Вот как все получается. И, значит, иначе все было, совсем иначе. И, значит, никогда не было тихих застолий здесь, в этой квартире, ни сердечного сочувствия, ни дружбы. Все она сама придумала, Ольга, — и все обман. Так хорошо, легко чувствовала она себя еще недавно с Вячеславом Петровичем, с Зиночкой и — надо же! — не замечала ничего, и как жаль теперь и того спокойствия в сердце и задушевности, с которыми шла всегда к соседям… Как они повернули все, как они могли подумать!..
И тогда Ольга заговорила со сдерживаемой злостью, колко:
— Так вы, может быть, меня ждали, Вячеслав Петрович?
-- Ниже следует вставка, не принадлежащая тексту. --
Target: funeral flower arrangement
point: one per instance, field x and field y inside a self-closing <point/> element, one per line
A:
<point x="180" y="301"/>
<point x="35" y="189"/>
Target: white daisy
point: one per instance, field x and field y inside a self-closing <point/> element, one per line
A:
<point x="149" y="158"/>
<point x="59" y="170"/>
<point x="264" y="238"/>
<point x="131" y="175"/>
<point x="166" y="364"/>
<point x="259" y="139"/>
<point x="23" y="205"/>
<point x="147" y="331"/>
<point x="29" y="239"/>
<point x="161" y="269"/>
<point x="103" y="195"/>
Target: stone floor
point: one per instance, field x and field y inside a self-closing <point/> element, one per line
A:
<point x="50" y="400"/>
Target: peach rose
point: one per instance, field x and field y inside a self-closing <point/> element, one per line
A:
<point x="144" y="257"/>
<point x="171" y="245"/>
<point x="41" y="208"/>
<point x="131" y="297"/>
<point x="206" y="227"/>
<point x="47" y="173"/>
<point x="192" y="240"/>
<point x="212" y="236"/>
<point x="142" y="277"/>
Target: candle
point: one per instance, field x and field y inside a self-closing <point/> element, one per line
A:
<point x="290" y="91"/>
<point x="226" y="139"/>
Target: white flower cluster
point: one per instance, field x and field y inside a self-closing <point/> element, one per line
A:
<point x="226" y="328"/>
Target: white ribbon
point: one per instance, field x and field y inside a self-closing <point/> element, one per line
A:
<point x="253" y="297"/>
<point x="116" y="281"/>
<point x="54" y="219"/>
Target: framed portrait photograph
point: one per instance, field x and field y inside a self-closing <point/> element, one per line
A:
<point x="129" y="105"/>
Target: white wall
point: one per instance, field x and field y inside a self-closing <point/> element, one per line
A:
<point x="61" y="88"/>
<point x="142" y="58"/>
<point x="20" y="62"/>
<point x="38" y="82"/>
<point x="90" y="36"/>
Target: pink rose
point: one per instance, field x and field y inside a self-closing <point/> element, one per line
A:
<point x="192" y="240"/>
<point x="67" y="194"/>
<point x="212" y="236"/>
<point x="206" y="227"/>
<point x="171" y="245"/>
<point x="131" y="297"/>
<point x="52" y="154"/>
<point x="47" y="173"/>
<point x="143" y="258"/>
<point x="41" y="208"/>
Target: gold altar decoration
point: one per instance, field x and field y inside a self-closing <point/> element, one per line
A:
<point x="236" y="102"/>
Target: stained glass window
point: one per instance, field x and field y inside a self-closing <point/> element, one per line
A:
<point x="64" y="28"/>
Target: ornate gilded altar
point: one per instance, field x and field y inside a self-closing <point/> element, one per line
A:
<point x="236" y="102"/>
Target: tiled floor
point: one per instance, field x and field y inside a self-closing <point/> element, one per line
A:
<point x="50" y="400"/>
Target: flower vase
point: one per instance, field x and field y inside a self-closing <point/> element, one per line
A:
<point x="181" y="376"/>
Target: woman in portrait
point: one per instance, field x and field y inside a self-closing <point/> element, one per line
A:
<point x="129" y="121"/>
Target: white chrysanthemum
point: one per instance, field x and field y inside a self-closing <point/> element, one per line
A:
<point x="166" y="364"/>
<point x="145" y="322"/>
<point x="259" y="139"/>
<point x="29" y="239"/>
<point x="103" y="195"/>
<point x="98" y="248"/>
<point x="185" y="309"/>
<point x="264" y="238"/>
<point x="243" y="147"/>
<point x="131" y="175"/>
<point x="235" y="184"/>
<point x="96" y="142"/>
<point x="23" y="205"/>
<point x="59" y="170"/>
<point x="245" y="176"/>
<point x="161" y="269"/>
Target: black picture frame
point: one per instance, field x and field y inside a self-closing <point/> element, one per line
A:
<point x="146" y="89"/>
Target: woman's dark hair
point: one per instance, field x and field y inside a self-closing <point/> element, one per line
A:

А Зиночка
Возможно, теперь уже и он догадался, что определенно ошибся в Ольге. Ольга заговорила о Зиночке — значит, она знала, как его уколоть больнее…
Он не сидел уже на кушетке, а, нахмурясь, ходил по комнате.
— Зиночка, между прочим, — мягко начал он, — здоровая, да я за нее и не опасаюсь: она в надежных руках. Это даже хорошо, что ее теперь здесь нет. Мы можем поговорить с вами… Я правильно сказал, Ольга Романовна, — ну, о том, что вы так часто заглядываете к нам. Жене это неприятно… Словом, я прошу вас…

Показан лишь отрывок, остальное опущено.